The writing teacher Dorothea Brande suggests that in order to make the best use of these different elements of ourselves – she is speaking of the creative and critical functions – it is best to consider and develop them separately.
“By isolating as far as possible the functions of these two sides of the mind, even by considering them not merely as aspects of the same mind but as separate personalities, we can arrive at a kind of working metaphor, impossible to confuse with reality, but infinitely helpful in self-education.”
To arrive at the working metaphor: that was my goal. As I have mentioned before, there are few things I enjoy more than a really good metaphor.
Left brain / right brain, however, isn’t much of a metaphor, and it’s hard to visualize for someone who has never seen her brain (and doesn’t much want to).

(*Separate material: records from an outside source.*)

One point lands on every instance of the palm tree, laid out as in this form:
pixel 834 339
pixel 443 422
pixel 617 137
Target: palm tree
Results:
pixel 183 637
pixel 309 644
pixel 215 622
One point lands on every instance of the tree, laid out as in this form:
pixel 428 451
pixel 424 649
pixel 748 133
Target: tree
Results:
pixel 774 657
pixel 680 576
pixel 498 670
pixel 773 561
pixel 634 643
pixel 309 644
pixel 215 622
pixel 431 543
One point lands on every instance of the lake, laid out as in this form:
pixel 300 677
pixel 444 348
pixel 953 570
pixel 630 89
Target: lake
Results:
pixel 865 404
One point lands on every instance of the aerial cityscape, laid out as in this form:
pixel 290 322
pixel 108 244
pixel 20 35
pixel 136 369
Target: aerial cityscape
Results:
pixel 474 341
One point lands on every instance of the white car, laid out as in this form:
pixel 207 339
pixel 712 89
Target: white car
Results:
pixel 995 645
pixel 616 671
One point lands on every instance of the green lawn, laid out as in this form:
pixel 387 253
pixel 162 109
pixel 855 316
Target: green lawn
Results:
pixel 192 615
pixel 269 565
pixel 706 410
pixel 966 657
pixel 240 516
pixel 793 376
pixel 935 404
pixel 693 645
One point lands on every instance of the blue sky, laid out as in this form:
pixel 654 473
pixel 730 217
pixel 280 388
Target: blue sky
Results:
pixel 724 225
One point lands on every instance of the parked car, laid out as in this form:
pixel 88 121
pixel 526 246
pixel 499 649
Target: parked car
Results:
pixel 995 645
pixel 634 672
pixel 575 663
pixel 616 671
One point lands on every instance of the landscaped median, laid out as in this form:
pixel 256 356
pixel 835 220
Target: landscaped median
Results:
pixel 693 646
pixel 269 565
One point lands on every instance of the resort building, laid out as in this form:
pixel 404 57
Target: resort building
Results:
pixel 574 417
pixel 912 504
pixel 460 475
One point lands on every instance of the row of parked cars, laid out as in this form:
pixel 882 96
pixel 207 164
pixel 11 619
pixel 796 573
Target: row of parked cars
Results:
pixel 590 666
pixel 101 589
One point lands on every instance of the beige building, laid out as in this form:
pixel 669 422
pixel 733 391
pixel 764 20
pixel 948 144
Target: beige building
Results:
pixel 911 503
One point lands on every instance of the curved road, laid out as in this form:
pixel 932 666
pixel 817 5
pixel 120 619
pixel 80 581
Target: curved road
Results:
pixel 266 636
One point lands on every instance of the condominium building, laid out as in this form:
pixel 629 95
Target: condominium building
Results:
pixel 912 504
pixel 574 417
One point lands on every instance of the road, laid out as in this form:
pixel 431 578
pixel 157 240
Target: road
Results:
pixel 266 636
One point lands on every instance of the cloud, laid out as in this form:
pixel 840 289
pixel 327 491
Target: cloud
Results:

The next classic metaphor is the “inner child” – which didn’t really work for me. While my creative side is frequently childlike, it isn’t like a child – and my “adult” self is frequently less than adult!
The thing is, in order to make the best use of the two sides, they need to work together; there needs to be a kind of equality between them. Adult/child is not a relationship of equality.
Yes, the creative side needs to submit to the ordered side’s discipline, or nothing would ever be achieved; but the ordered side’s authority is exercised solely to create the best conditions for the creative side. (Or at least it should be.)
I started considering relationships where this is the case.
The Governess, I decided, was an excellent metaphor for the ordered side: she governs, she educates, she assesses, she provides encouragement and rebuke as necessary, and she wields her authority for the good of her charge.
The only downside is that governesses do all this for children, and my inner self, etc etc. I suppose it is possible to have a governess for a lunatic (seems like something Chesterton would write) but I’m not sure that I’m that far gone.
Then I had a brain-wave: Jeeves and Wooster. Bertram Wilberforce Wooster is the immature undisciplined creative all-over-the-place person par excellence, and Jeeves’ whole raison d’être is to provide for his every need (if not want) and keep him out of prison, matrimony, and unsuitable apparel.
As mentally satisfying as that metaphor was, it still wasn’t quite ‘me’. My ordered side is more a Miss Silver than a Jeeves, and I’d like to think my creative side is less clueless than a Wooster. The Great Metaphor Hunt went on.
Eventually I realized that the metaphors for the two sides don’t have to ‘belong’ together, as satisfying as it would be if they did. I could pair the Governess metaphor with a non-child metaphor. But what?
The creative side really was much harder to pin down, which is fitting, I suppose. After some thought, I settled on the Jester – one of those simple souls who capers about singing songs of joy or sorrow and saying the sorts of things that reasonable people get their heads chopped off for. This is the side of me that laughs at toilet humour and howls at the moon. (I think it is best for everybody if I don’t sing.)
Interestingly, I’ve noticed a difference in what I like to wear, depending on which aspect is in the ascendant, or in use, whichever way you like to look at it.
The Governess side of me likes to wear 1930s style clothes: tailored, smart and tidy. The Jester, on the other hand, has a more medieval aesthetic: flowing garments one can move freely in, preferably topped with a funny hat of some sort (with or without bells).
Perhaps I can use that as a way to toggle the two sides. The Governess makes the plans for the day’s work, and then on go the ancestral dressing-gown and the funny hat, and the Jester comes out to play. When it comes time to review and edit, off with the funny hat.
Do you have recognized sides to your self? Do you have metaphors for them? I’d love to know!